Dik Dur Eğilme!
Son zamanların çok sık kullanılan klişe sözü. Özellikle siyasi söylemlerle hayatımızda benimsediğimiz ve kullanır hale geldiğimiz güzel bir söz.
Söz güzel ama güzellik katan içinde barındığı anlam.
Tarihte abide şahsiyetler arasında yerini alan rahmetli Muhsin Yazıcıoğlu bunu ne güzel ifade emiştir. “Düz yaşayacağız, düz duracağız düz yürüyeceğiz. Dik duracağız doğru gideceğiz”

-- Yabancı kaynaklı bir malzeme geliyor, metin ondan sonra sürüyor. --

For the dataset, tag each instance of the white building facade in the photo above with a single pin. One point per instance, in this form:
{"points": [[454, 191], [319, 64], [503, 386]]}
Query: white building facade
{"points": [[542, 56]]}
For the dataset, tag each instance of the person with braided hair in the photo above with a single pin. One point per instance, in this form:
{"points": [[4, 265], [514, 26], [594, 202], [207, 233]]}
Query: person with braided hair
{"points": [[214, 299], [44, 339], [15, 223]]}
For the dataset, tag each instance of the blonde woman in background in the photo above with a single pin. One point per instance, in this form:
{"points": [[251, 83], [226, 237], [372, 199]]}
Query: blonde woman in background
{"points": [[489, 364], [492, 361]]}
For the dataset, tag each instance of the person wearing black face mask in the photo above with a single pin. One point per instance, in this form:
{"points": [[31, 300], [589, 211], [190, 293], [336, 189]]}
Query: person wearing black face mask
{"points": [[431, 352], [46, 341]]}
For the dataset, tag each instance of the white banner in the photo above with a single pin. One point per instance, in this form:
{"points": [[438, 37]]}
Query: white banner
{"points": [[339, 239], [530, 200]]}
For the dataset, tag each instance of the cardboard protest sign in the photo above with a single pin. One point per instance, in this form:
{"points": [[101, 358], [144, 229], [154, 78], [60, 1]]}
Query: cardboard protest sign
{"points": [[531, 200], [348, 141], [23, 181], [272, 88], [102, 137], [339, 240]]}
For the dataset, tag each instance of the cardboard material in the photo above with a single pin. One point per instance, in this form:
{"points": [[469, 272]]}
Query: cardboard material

Hayatın zikzakları ve menfaatleri karşısında eğilmemek ve doğru bildiğin yoldan ayrılmamak her insanın yapabileceği şey değildir. Bunun için yürek gerekir.
Derler ya cesur bir kez, korkak ise bin kez ölür. Önemli olan insanın bir toplumda mezar taşı gibi susmamasıdır.
İnanan ve inandığı gibi yaşayan insan susmaz ve eğilmez. Önüne çıkan her zorluğu aşar geçer. Dik durmak er kişinin işidir. Dik duramayan ve menfaat karşısında iki büklüm olanlar ise inançsız, idealist olamayan ben merkezci ruhlardır. Kendi menfaatleri nereye yönelirse oraya dümen kıran, oradan oraya savrulan bu ruhlar ile toplum bir yere varması düşünülemez.
Toplumları milletler arenasında dik tutan şey dik durabilen nesillere sahip olabilmesidir. Gerisi lafı güzaftır.